Google bought struggling Motorola Mobility last year in a deal that cost over $12 billion dollars. Ever since, Google has been restructuring and reorganizing in attempts to make the company profitable again. Two weeks ago news broke that Google would be axing 4,000 jobs at Motorola and closing offices. Now more details about the cuts have surfaced.
Motorola in India Shut Down (Almost)
It turns out that a lot of these cuts are focused on Motorola’s India market. Rajat Agrawal at BGR India reports, “Motorola is shutting down its operations in India and across Asia Pacific.” Sounds rather grim, doesn’t it? It’s not as clear-cut as it sounds, and I’ll get to that soon. What I am surprised about is the fact that Motorola is focusing its cuts in India of all places.
India’s population—and potential market—is three times the size of America’s. Their economy is still growing at a good pace. The media bombards us with news about how fertile markets are in India and China and yet, here is Google/Motorola pulling out of said market. The move could be a refocusing of their markets, though. An official statement from Motorola Mobility to BGR India states, “we continue to have a significant presence in key markets in Asia-Pacific in addition to Korea and Australia. This includes, among others, mainland China.” Perhaps Motorola is looking to avoid competition with homegrown mobile companies in India and sticking with where it has better established itself.
Motorola isn’t jumping ship completely on India though.
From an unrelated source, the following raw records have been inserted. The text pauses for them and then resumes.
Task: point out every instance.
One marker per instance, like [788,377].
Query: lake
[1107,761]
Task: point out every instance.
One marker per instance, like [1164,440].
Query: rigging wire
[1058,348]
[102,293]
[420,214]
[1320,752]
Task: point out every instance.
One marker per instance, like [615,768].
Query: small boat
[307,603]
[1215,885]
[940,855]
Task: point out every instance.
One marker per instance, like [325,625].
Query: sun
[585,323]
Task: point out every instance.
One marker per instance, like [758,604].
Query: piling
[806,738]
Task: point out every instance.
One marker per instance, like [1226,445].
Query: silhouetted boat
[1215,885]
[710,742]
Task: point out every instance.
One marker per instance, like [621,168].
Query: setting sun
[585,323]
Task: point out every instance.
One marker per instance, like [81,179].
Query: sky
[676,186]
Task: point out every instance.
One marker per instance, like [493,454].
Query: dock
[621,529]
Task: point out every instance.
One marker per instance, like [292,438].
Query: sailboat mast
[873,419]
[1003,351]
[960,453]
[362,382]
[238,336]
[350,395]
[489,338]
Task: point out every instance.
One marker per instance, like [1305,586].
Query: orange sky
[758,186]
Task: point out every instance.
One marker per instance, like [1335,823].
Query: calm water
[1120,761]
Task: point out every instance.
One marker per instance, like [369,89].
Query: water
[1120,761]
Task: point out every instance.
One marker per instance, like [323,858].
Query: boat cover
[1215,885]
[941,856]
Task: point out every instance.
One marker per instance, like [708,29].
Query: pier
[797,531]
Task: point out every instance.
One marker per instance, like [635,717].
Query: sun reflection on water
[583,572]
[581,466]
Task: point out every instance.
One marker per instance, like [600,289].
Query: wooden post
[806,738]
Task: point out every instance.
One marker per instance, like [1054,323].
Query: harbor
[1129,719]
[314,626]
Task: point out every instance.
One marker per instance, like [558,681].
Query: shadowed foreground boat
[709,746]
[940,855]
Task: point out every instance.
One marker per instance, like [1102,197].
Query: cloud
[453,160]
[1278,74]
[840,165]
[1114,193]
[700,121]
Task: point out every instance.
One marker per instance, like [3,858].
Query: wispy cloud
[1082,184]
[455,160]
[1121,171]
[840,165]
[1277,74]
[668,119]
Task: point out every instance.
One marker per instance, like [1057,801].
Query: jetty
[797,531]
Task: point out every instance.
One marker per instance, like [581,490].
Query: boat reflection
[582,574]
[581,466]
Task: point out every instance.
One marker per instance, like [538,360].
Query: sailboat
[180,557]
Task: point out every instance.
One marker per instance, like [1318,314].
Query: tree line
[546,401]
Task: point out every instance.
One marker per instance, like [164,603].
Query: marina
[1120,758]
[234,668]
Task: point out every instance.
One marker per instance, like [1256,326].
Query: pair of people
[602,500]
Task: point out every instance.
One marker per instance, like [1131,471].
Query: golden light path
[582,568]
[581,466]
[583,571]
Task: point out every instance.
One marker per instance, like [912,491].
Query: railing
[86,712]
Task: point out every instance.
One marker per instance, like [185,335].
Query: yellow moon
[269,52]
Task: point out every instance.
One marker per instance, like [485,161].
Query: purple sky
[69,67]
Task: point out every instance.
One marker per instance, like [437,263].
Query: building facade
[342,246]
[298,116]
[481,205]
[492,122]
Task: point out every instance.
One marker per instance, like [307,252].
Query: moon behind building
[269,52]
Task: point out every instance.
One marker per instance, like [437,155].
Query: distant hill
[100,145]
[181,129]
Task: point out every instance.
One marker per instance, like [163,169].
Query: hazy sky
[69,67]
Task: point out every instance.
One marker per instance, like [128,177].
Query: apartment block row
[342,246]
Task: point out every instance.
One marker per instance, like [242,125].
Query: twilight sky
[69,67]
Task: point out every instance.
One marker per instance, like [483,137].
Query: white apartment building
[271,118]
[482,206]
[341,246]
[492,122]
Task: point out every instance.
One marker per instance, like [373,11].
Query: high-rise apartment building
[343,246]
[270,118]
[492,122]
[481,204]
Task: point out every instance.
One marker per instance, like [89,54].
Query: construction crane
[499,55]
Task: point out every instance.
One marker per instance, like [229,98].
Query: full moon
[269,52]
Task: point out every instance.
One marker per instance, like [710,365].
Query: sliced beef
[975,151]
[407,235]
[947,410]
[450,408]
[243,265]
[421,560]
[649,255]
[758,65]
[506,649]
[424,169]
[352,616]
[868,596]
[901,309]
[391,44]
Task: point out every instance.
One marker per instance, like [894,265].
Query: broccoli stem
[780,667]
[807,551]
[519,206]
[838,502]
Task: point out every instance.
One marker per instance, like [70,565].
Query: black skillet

IBN Live (a partner with CNN) writes that Motorola announced it will “continue to sell its products in India till stocks [dry] up, and that their service centers would be operational.” But after their inventories are sold, that appears to be it for Motorola in India. Workers involved in work related to US and other markets appear to be keeping their jobs as well.
Is this a Market Mistake? Probably not.
My initial reaction to this news was one of surprise. I can’t see the logic in letting go of a market as vast as India’s. Of course, I’m no expert on India, and I have read that domestic competitors are doing pretty well. Ultimately it might come down to Google’s primary motives for buying Motorola Mobility in the first place. Apurva Chaudhary for MediaNama reminds us that “Google agreed to acquire Motorola Mobility … for its 17,000 patent portfolio, with the stated intent of this helping Google in defending its mobile operating system Android.”
Maybe Google just needs to get Motorola Mobility profitable again, as an afterthought to its patent acquisitions. Google doesn’t like losing money (what company does?) but it doesn’t need Motorola to be a dominant player in the mobile market. Losing a market like India might not be a big deal to Google, as its Android OS works on multiple phones and its services are already used in the country. If Motorola were acting independently, it certainly would have been a big deal to the company to exit the Indian market.
Time will tell whether Google’s restructuring, layoffs, and refocusing of Motorola Mobility will turn the company around. For competition’s sake, and for the sake of the employees still there, let’s hope it works.
Do you think leaving India is a good move for Google’s Motorola Mobility?